A UNESCO-backed micro-credit program is helping poor Jordanian women to start up business and educate their children.
How do you get forty goats? You buy ten, tend them well and wait! That's the secret of success of Radia Saoud from Hashimiyya village in the Ma'an region of Jordan.
With a family relying on her to improve its life-style and cater for its educational needs, Mrs. Saoud sought a loan from the Microcredit Program for Children in Need, a joint project of the Noor Al Hussein Foundation (NHF) and UNESCO. Using an initial loan of $850, she began to raise goats. Carefully farming the animals, her original ten soon multiplied fourfold. The milk from the goats has not only improved her own nutrition and that of the children of her eleven member extended family, but she also has enough leftover to sell for additional cash. Now, she has expanded her business through goat trading.
Mrs. Saoud's story is just one of the many successes of the Children in Need Program, launched two years ago with $500,000 from UNESCO. Through careful placement of microcredit loans, the Foundation has given hope to hundreds of families throughout Jordan. It concentrates on implementing new model projects that enhance the lives of women and youth.
"NHF trains and empowers women for ownership and self-management of their small enterprises" says Executive Director, Dr. Sima Bahous. The evidence shows that benefits from these businesses flow on to children through better educational opportunities and increased health standards.
In the Inbid Governate in the north of the country, Manal Mahmoud Daki-Lah heard of the microcredit program through the Mother's Club in Himma village. Based on her training as a hairdresser, she borrowed $700 and established her own beauty salon. She is now training other women. The business is making a profit and Mrs. Daki-Lah uses the cash to improve her family's life-style and the education of her children.

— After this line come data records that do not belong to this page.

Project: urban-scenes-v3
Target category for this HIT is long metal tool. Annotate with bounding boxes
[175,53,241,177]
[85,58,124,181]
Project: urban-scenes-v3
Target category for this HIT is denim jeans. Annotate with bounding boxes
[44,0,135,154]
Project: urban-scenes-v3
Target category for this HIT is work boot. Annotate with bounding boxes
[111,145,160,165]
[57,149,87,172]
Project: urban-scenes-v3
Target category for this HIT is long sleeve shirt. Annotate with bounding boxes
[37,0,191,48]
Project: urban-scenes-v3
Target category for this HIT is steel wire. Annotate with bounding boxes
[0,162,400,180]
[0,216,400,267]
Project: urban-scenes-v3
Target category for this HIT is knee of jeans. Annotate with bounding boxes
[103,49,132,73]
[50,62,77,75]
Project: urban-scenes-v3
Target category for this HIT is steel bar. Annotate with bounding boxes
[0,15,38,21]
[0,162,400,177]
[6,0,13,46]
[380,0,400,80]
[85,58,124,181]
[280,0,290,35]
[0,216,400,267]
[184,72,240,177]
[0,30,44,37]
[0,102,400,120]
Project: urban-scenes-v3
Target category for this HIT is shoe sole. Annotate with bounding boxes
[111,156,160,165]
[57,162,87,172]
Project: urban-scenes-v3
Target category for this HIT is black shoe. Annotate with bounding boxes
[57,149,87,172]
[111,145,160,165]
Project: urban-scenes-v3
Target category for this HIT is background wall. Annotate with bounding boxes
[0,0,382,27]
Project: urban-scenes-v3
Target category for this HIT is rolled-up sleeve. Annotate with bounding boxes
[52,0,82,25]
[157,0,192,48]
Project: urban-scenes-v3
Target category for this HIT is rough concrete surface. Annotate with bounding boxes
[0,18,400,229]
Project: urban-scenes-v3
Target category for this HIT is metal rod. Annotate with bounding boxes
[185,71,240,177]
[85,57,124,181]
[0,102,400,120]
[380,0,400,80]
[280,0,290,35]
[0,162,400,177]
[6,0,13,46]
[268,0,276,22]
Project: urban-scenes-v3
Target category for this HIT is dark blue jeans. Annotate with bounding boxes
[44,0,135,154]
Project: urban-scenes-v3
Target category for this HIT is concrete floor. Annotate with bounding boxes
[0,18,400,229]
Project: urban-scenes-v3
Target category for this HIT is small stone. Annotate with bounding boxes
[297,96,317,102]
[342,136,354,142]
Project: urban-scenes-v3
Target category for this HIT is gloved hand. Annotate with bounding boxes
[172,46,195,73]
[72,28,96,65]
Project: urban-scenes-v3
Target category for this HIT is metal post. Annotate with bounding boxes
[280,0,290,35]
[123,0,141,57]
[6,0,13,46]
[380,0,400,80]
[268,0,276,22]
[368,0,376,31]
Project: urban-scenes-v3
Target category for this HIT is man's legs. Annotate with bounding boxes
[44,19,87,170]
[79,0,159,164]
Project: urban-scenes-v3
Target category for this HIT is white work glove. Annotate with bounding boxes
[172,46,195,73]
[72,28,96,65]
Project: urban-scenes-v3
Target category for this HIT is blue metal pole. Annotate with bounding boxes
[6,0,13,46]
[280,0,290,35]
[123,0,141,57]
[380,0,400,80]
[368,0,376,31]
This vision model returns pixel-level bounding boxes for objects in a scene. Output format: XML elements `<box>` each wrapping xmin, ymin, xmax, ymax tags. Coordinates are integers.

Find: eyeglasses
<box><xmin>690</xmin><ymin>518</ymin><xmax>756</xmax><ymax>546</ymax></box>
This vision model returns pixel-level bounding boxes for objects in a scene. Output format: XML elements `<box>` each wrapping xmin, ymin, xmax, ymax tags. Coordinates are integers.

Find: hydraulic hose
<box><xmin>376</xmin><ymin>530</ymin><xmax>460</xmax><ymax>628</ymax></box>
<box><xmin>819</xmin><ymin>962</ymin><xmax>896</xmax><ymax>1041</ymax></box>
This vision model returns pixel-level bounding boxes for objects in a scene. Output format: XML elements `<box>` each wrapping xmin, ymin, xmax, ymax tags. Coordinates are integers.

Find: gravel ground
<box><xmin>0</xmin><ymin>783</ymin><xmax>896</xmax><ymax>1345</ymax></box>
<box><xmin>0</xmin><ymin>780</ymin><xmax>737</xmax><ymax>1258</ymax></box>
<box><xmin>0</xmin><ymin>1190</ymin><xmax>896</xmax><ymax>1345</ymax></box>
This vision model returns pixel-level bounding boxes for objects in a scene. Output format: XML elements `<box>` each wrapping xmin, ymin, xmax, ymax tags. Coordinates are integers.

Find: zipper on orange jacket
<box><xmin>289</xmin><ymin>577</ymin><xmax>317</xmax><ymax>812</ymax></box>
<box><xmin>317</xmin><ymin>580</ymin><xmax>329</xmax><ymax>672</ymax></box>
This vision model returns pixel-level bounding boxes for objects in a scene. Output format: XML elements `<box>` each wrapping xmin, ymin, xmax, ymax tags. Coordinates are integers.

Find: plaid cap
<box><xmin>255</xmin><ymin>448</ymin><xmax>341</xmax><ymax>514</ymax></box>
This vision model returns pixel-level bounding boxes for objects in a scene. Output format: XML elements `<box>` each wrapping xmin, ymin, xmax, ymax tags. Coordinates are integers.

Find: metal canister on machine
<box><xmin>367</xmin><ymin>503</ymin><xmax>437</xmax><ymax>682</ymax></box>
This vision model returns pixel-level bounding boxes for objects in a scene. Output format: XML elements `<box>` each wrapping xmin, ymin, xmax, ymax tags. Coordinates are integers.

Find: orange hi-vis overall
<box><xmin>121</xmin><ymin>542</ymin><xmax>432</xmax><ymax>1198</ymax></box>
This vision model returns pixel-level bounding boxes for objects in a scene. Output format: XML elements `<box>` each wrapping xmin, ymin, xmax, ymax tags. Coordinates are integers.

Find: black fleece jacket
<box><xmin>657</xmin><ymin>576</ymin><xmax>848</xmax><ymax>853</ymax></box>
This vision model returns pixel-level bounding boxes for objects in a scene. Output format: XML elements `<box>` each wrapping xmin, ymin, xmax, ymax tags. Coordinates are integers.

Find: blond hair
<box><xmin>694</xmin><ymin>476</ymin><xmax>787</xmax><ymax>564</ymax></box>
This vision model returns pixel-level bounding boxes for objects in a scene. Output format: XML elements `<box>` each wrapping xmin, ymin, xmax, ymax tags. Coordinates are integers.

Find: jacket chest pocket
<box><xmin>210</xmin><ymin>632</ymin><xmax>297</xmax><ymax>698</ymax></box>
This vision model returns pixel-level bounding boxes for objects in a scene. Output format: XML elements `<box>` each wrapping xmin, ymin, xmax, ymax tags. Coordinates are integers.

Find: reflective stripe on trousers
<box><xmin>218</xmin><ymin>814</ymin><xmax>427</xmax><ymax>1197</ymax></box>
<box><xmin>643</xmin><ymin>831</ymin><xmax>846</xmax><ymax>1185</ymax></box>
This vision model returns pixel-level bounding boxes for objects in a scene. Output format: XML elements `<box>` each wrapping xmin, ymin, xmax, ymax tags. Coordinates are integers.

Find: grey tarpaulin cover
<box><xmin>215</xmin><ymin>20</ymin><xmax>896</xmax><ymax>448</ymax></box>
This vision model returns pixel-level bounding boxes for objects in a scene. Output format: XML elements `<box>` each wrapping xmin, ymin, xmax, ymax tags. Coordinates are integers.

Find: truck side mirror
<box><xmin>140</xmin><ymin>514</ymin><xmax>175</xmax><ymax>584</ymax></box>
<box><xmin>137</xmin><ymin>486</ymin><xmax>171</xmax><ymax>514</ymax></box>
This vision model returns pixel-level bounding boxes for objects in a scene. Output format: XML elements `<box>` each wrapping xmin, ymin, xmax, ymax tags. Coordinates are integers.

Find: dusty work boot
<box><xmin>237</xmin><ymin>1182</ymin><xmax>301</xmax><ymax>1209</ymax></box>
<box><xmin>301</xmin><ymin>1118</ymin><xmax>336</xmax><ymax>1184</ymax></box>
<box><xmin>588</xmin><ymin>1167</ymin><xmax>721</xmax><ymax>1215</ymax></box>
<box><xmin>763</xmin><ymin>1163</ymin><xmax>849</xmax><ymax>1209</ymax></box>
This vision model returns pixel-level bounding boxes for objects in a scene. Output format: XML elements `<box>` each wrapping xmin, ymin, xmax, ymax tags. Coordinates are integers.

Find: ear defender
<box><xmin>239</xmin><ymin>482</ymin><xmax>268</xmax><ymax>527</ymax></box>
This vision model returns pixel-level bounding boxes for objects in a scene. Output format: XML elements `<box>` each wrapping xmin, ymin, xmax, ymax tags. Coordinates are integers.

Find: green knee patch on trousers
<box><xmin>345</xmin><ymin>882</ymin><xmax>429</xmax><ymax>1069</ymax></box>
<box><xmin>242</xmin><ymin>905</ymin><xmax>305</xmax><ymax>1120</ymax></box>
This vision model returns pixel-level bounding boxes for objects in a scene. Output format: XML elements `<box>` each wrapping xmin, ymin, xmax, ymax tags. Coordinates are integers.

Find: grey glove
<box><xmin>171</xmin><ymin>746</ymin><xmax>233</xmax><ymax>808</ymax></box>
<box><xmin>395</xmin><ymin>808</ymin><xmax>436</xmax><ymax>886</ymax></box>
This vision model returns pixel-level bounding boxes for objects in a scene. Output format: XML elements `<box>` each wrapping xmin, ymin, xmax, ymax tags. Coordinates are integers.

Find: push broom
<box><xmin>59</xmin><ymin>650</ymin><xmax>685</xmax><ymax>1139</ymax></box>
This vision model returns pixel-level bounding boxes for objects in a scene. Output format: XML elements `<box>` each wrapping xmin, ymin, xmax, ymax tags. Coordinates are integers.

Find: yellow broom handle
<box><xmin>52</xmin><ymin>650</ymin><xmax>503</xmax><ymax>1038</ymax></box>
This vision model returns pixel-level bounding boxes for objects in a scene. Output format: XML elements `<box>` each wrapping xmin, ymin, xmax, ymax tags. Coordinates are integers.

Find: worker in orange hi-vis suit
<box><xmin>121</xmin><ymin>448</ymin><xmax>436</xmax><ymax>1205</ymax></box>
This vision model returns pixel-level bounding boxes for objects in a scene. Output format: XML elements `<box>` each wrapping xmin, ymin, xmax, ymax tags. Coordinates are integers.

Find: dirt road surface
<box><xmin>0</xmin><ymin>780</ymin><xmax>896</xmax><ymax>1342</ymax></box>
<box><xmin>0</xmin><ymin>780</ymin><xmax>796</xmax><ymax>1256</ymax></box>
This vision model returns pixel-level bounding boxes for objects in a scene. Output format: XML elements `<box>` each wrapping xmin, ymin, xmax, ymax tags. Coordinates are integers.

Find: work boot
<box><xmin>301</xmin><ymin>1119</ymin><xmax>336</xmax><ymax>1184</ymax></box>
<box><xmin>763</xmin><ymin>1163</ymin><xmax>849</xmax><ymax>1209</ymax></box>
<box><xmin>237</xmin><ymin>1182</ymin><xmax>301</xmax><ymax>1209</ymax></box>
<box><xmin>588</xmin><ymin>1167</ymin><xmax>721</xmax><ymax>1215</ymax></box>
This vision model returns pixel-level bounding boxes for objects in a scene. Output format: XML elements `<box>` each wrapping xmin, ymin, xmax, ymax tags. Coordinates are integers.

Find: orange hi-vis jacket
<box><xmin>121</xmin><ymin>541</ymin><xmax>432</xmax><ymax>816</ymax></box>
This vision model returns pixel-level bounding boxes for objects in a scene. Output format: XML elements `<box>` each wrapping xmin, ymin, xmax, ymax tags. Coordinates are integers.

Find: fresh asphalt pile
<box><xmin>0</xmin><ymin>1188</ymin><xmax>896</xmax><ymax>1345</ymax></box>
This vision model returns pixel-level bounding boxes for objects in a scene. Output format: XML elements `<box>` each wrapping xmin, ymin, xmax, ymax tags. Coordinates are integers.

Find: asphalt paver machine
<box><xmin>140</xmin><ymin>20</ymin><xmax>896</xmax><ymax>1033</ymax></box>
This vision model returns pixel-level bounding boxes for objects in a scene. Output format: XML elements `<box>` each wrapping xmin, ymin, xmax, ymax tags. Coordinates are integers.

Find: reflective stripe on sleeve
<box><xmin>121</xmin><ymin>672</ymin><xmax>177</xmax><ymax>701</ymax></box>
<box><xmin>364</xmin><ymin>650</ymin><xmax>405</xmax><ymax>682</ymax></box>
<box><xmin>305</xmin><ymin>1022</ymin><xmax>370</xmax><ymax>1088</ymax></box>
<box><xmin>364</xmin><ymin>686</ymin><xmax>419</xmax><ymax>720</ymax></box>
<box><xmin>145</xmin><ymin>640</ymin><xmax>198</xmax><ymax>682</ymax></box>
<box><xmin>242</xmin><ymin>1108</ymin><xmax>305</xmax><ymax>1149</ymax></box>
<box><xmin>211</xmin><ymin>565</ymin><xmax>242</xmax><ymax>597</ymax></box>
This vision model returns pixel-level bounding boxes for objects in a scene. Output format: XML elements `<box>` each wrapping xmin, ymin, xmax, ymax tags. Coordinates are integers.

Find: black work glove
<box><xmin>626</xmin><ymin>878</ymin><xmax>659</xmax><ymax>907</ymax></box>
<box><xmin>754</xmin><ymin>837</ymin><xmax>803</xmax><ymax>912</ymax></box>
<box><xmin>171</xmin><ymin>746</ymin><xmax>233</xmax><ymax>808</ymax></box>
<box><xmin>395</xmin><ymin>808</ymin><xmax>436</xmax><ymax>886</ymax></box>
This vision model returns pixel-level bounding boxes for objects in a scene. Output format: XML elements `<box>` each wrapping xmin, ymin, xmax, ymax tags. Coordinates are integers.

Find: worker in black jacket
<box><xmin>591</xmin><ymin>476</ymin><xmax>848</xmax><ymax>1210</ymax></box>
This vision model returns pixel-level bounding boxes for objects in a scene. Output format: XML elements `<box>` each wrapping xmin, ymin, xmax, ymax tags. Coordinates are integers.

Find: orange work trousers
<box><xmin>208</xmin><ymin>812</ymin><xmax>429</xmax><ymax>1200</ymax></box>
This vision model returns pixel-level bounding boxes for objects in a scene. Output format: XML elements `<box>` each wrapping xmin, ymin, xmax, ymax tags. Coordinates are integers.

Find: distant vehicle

Further south in Karak, Muntaha El Awasah, from That Ras village, used her loan to plant medicinal herbs, such as Thyme, which she sells directly to merchants in the nearby city. In a neighboring village, Najah Sulaiman Al-Haddar supports her six children through a sewing and embroidery enterprise she started with a $700 loan from the NHF/UNESCO project. Now she has not only taught other women and girls in the village how to embroider, but she also employs them to sew items as her business continues to expand.
With a 15-year record of community work in Jordan, the NHF has pioneered a number of innovative projects that have served thousands of needy families. The microcredit program for Children in Need is targeting seventeen villages, which form part of NHF's Quality of Life project. "For the first time in Jordan and the region" says Dr Bahous, "development projects are fully handed over to the communities."
Village Loan Committees process microcredit applications, thus ensuring that villagers themselves have full participation in the program. The average overall repayment rate of loans is a healthy 84%, with some villages achieving a payback rate of over 90%. Loan recipient families must have at least two children. More usually, it's over four. Although Jordanian women are, traditionally reluctant to seek loans and establish small businesses, NHF's microcredit trainers make special efforts to encourage them to put forward applications. Thanks to the program, women entrepreneurs now also own bakeries, grocery shops and other enterprises. NHF helps them to sell their handicrafts, rugs, embroidery and other goods locally and internationally, through a product marketing division.
Dr. Bahous is pleased to see villagers taking control of their own destinies. "NHF prides itself not on how many projects it administers" she says, "but by how many projects it has actually handed over to local communities."
Field evaluations of the Children in Need microcredit program have shown a marked improvement in the quality of life of beneficiary youngsters and families, especially in their hygiene, health and nutrition. NHF's innovative strategy for rural families is, clearly, delivering results, which also impact on better educational achievements.